Replay Gain has two modes when analyzing (scanning) the tracks. “Track mode” (each track is scanned individually) and “Album mode” (the selected tracks are assumed to be one continuous album, and the average loudness for the “album” is measured. You need to use “Track” mode.

Look in the documentation / manual for your media player for details about Replay Gain (or “Sound Check” if using an iplayer, iTunes or other Apple product).

One of the big advantages of this method is that it does not damage, or change in any way, the audio data in your MP3s. All it does is to analyze and add a special metadata “tag”.

Since you have MP3s, [u]MP3Gain[/u] is an alternative to ReplayGain or Sound Check.

The difference is that ReplayGain and Sound Check work at playback-time whereas MP3Gain “permanently”* changes the volume of the MP3 filess so it works with any MP3 player and any MP3-player software. (And, it works without re-encoding the MP3 so it’s fast and there’s no quality-loss.)

Note that since many (or most) commercial music is normalized (maximized) for 0dB peaks, including quiet-sounding songs, so the only way to match volumes is to reduce the volume of the louder files. Some people complain that their music is too-quiet after applying ReplayGain or MP3Gain, but that’s the trade-off.

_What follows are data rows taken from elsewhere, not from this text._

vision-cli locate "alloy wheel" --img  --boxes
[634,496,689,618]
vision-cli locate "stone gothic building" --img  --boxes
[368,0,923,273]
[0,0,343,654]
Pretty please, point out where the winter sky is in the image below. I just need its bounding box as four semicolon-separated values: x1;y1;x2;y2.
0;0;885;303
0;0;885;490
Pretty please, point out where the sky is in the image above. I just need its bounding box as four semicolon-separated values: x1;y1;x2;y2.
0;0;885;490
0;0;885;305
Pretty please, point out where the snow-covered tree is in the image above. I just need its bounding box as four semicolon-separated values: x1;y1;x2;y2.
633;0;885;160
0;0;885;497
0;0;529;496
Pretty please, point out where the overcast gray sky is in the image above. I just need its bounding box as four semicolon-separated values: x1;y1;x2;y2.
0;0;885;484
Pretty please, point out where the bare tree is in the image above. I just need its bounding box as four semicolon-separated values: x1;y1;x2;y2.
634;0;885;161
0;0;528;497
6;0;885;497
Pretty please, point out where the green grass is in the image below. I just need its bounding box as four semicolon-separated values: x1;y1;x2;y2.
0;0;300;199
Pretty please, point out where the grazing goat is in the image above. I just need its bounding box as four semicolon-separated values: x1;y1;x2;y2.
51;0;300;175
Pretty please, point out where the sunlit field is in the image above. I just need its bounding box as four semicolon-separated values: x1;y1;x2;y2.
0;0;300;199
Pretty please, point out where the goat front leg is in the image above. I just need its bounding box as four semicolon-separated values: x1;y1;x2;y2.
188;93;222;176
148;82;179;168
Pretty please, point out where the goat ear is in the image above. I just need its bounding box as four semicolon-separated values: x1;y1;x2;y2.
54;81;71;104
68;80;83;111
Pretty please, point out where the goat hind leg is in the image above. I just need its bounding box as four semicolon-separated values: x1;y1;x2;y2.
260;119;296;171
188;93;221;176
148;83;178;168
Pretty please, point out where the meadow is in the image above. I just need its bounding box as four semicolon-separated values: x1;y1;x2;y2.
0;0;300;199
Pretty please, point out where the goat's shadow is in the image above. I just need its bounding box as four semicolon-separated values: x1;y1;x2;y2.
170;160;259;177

The difference is that compression (or automatic volume control) works moment-to moment and the above methods work on whole songs (or on whole albums if you choose) so the dynamic contrast within the song is maintained. Compression can change (or damage) the character/quality of the song whereas ReplayGain is like setting the volume control to the “correct” level just before the song starts.

*It can be reversed but It might be a good idea to keep an “archive” of your unmolested MP3s.